In a Washington Post blog, Naomi Schaefer Riley wrote that Catholic schools, after a history of “physical, sexual and emotional abuse” of Native American children, are now finally trying to do them some good. The piece lacked both supporting data and context.
Riley cited apologies by Popes Francis and Benedict XVI for mistreatment of Native Americans. But she ignored the rest of what Pope Francis said in that 2015 statement: that many bishops, priests and laity were found “standing alongside the native peoples or accompanying their popular movements even to the point of martyrdom.”

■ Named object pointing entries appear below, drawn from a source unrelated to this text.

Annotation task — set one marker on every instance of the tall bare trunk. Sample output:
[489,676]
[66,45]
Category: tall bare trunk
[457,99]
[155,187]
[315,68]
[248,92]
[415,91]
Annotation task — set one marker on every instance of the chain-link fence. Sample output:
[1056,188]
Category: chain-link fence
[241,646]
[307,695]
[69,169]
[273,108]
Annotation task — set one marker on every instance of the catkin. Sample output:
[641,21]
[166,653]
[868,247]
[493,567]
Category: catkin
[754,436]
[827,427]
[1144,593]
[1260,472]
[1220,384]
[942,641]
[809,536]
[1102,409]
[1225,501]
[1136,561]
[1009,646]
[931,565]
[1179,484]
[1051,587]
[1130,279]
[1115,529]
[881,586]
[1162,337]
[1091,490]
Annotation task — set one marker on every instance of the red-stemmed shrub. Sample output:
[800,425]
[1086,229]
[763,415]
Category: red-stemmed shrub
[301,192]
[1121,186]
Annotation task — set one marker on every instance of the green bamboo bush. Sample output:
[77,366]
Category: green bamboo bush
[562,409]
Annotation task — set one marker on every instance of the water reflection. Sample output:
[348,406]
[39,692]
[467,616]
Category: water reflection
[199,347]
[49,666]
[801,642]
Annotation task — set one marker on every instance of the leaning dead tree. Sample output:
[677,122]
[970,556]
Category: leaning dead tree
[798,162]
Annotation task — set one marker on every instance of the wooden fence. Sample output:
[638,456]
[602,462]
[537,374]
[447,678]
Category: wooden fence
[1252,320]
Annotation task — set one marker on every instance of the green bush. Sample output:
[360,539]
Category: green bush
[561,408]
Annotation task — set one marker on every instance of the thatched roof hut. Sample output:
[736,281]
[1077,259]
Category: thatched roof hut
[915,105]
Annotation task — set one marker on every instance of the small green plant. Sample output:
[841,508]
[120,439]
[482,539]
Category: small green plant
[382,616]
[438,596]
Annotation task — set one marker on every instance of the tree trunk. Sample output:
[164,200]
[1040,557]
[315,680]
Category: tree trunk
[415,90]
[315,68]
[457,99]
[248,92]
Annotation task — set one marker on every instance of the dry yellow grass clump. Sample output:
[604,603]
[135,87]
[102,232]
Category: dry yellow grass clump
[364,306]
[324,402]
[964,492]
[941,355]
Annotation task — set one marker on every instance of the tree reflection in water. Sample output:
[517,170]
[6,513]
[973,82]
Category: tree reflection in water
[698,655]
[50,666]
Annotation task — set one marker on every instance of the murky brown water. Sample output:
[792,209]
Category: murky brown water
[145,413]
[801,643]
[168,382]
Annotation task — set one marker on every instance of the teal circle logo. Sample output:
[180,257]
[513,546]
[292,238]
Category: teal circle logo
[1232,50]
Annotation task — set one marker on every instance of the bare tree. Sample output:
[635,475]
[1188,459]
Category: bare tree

One such person—St. Junípero Serra—was canonized by Pope Francis in recognition of his lifetime of heroic missionary work with Native Americans in California, and his efforts to protect them from the abuses of Spanish colonial authorities. Riley substituted carefully selected anecdotes for documentation of systemic abuse, and offered no context comparing treatment of Native Americans in Catholic schools with their treatment in society. She blamed Catholic schools “at least in part” for suicides among Native Americans, without examining how mistreatment in the wider culture may have contributed to suicides among Native Americans. And she distorted as “forced assimilation” the efforts of Catholic schools to help Native Americans adapt to that wider culture, rather than be destroyed by it.
Riley praises these same Catholic schools for their spectacular successes today in educating Native American children. Which begs the question: Would Native American parents risk sending their children to a school system that they believed had a long history of systemic abuse?